I need to reset my thermostat

Our nation is going through, supposedly, one of the worst heat waves in history. The challenge this year, it seems, is that it happened much earlier. I am not sure if temperatures are higher than last year, but the heat wave has come earlier than previous years. 


Traveling and talking to friends across the nation, every community talks about how this year is worse than the last. Bangalore, Vellore which we experienced, Nagpur and Delhi, friends talking about it. (But then, I hear it every year). 


But the hope is that this too will pass, at least in some parts of our nation. But this would have left its destruction, with a few lives lost, crops failing, personal economy challenges for rural agrarian life. These will be just a few numbers that will appear in the media for a few days, and then be forgotten.  


The thing I love most these days is the car AC, with its auto mechanism. It has a built‑in thermostat and adjusts the flow of cool air to maintain the temperature at what I want. Our bedroom AC does not have it, and we take turns at night to switch it off and on. (Yes, we are the privileged ones, of the less than 8% of Indians who have ACs.) The problem is our personal thermostats differ. And so, when one person thinks it is cool enough, the other person decides it is too warm. This is based on our personal hot or cold preferences. Our personal preference thermostats! We do not fight over it but laugh over it. Though I get my preference mostly ðŸ˜Š.

 

At a broader scale, the deeper problem is the same. When you zoom out, it is the inner thermostat of beliefs that quietly shapes how people (me too) act in the world. It’s this mix of personal desires, fear, identity, power, and profit that often distorts our collective choices.

 

The anti–climate action lobby, backed by a handful of powerful oligarchs and fossil fuel interests, works steadily to weaken or delay environmental policies that might threaten their profits. Through climate denial, manufactured skepticism, and economic alarmism, they push for continued subsidies and resist renewable alternatives, even as global CO₂ levels keep rising. But on the other side, there are groups who champion new energy solutions with their own motives, driven less by earth restoration and more by the promise of quick financial gain. 

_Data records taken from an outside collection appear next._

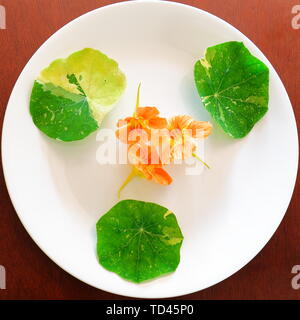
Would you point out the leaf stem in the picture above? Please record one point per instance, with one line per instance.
(198, 158)
(133, 173)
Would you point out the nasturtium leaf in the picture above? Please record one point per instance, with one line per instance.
(233, 86)
(71, 96)
(139, 240)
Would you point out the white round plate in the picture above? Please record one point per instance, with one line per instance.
(227, 214)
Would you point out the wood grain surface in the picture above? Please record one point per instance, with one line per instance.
(30, 273)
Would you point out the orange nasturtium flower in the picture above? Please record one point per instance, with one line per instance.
(154, 142)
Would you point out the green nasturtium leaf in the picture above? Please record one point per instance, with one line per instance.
(233, 86)
(139, 240)
(71, 96)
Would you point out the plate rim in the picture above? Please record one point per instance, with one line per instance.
(133, 3)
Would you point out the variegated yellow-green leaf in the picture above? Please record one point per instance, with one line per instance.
(71, 97)
(139, 240)
(233, 86)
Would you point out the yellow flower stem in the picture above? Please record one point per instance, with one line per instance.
(198, 158)
(134, 172)
(137, 100)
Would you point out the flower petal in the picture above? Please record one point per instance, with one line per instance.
(147, 112)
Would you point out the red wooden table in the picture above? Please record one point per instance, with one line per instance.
(30, 273)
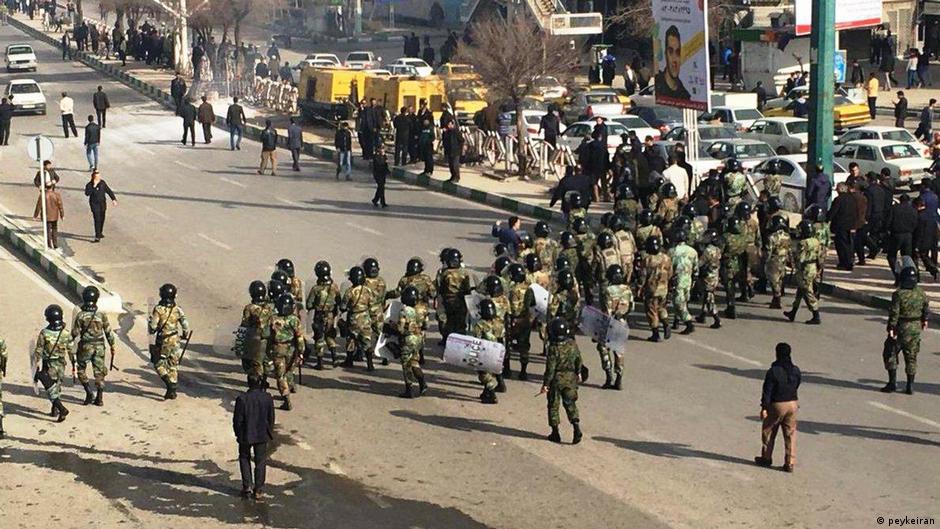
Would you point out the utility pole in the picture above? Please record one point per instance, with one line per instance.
(822, 79)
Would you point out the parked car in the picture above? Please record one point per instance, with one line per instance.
(21, 57)
(419, 65)
(362, 60)
(784, 135)
(793, 169)
(906, 164)
(572, 135)
(27, 97)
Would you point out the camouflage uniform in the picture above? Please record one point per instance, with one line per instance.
(562, 367)
(52, 348)
(684, 266)
(906, 316)
(617, 301)
(92, 328)
(170, 324)
(323, 299)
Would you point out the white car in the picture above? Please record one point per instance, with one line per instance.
(422, 67)
(784, 135)
(27, 97)
(572, 136)
(884, 133)
(20, 57)
(906, 163)
(793, 169)
(362, 60)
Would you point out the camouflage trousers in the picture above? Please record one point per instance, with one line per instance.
(168, 364)
(680, 303)
(411, 347)
(563, 390)
(93, 354)
(656, 311)
(909, 344)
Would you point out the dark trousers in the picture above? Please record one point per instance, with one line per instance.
(189, 128)
(98, 214)
(68, 122)
(843, 243)
(244, 464)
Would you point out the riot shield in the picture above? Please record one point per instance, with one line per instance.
(474, 354)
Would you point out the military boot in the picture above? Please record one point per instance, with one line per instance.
(577, 433)
(892, 384)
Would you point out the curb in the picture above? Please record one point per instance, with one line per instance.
(61, 269)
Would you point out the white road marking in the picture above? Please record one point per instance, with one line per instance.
(729, 354)
(363, 228)
(903, 413)
(233, 182)
(215, 242)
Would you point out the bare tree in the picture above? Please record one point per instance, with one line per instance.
(509, 55)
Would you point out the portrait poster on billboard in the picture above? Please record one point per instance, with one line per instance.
(680, 53)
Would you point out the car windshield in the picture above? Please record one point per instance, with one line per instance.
(901, 150)
(899, 135)
(798, 127)
(28, 88)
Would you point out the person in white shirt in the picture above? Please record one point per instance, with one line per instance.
(67, 108)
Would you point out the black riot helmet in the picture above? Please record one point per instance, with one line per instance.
(168, 294)
(90, 297)
(287, 266)
(409, 296)
(357, 276)
(414, 266)
(53, 314)
(284, 305)
(615, 275)
(542, 229)
(487, 309)
(558, 331)
(493, 286)
(257, 291)
(371, 267)
(907, 278)
(323, 270)
(533, 263)
(517, 273)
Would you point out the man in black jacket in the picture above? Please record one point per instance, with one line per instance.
(778, 406)
(253, 423)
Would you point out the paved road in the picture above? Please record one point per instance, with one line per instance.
(673, 449)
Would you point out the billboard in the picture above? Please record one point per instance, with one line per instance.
(680, 53)
(850, 14)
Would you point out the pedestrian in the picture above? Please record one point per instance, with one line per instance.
(778, 408)
(54, 213)
(92, 140)
(6, 117)
(380, 173)
(206, 116)
(67, 109)
(98, 192)
(342, 140)
(235, 119)
(268, 148)
(900, 109)
(453, 148)
(295, 142)
(101, 104)
(253, 423)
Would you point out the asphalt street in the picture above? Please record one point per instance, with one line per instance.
(674, 449)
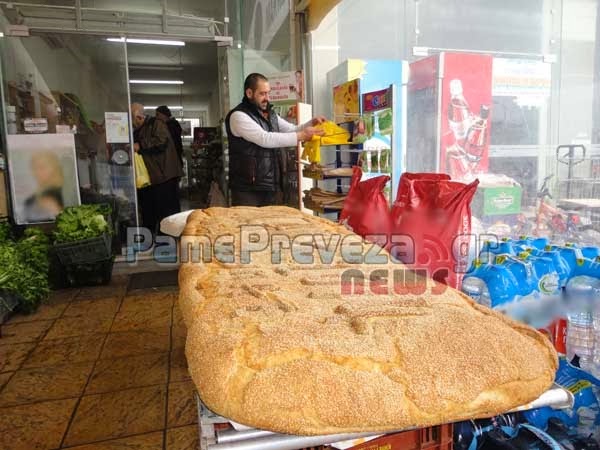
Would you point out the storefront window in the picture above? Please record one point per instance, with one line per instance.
(68, 137)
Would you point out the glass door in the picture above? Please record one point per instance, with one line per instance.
(66, 101)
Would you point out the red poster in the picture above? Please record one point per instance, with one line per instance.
(374, 101)
(465, 114)
(422, 147)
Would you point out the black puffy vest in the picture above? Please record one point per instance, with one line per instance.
(251, 167)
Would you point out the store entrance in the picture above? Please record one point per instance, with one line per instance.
(67, 100)
(183, 77)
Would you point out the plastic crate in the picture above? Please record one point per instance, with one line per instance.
(85, 251)
(439, 437)
(89, 274)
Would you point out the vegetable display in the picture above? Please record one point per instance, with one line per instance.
(24, 267)
(81, 222)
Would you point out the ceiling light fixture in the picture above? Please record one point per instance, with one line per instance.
(155, 82)
(172, 108)
(147, 41)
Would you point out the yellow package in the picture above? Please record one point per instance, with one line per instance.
(142, 178)
(334, 135)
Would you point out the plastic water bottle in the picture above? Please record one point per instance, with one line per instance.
(475, 286)
(490, 285)
(583, 322)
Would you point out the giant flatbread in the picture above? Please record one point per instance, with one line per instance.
(278, 344)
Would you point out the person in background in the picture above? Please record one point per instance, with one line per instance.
(153, 141)
(255, 134)
(163, 113)
(47, 200)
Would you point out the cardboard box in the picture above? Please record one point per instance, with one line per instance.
(497, 201)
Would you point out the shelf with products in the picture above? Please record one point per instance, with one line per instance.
(327, 166)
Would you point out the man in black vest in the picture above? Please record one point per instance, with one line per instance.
(256, 133)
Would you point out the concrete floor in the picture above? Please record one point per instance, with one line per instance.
(98, 369)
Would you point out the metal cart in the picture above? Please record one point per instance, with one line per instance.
(219, 433)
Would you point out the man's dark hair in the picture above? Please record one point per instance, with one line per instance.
(252, 81)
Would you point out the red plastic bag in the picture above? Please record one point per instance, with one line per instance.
(431, 222)
(366, 210)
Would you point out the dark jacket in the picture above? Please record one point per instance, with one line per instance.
(175, 131)
(158, 150)
(251, 167)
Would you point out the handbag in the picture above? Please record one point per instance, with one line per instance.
(142, 178)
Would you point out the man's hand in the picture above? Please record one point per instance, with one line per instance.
(318, 120)
(308, 133)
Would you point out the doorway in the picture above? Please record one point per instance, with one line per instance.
(183, 77)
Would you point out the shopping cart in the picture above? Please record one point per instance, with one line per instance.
(579, 183)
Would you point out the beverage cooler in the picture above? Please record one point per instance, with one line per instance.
(448, 115)
(374, 76)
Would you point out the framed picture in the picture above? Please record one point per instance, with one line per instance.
(43, 176)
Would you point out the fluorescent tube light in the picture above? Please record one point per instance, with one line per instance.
(155, 81)
(172, 108)
(147, 41)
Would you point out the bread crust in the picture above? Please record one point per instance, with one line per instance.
(279, 347)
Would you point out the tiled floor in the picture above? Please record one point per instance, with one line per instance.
(97, 369)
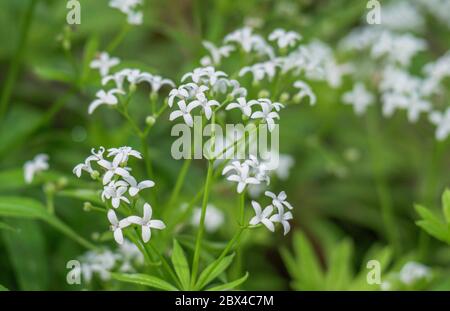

Both camps, in different ways, are supported by larger power structures that benefit from maintaining influence and control. The result is a tug of war where extreme positions dominate, nuance disappears, and long‑term planetary wellbeing gets overshadowed by short‑term interests. And we end up falling into one of these camps. 


Beneath all of this lies the same human pattern: belief systems hardened into identity, and identity hardened into policy. And the climate, indifferent to our inner thermostats, continues to respond to what we do  -  not what we claim to believe.


Recently, talking to a nephew of mine who is a rubber planter was interesting. He said, I am not a well‑educated person - in terms of this “climate change and science.” But one thing I know: our rubber yield has dropped by 60% in the last 5 years. It rains when it should not, and the rubber sap gets diluted. It does not rain when it should, and the trees do not mature. Whatever it is -  ARC (Actual Rubber Content — the percentage of real, solid rubber in latex after all water and additives are removed) has dropped by 60%. The truth from the where the rubber meets the road. 

 

And then he said, we have handed over part of our land to "pineapple growers" which gives us money, but the land will be destroyed. Nothing else can grow on that land again. But then we need the money. 

Leaving climate change and economy aside, there is a question I am grappling with. 

 

How are my personal thermostats of beliefs and behaviors set? Generally my personal benefits, which include me and my own (family, and the ones I love), but may have a negative bearing on the larger community outside is usually the ones that set my thermostat. 

 

There was a time and I try even today, to live with the perspective of the larger picture I am part of -  trying to stay clear of the oligarchs trying to influence my thermostats. Trying to understand what is good for the world and community around me. But then over time, the thermostat pressures me to keep changing the internal setting. At times, thermostat changes its internal setting even without my noticing. 

 

I blame it on the culture – that is what is expected of me – I am not to blame! But then the Good book reminds me “Don’t become so well-adjusted to your culture that you fit into it without even thinking.

Maybe my thermostat needs a reset every now and then, instead of blaming the culture and context!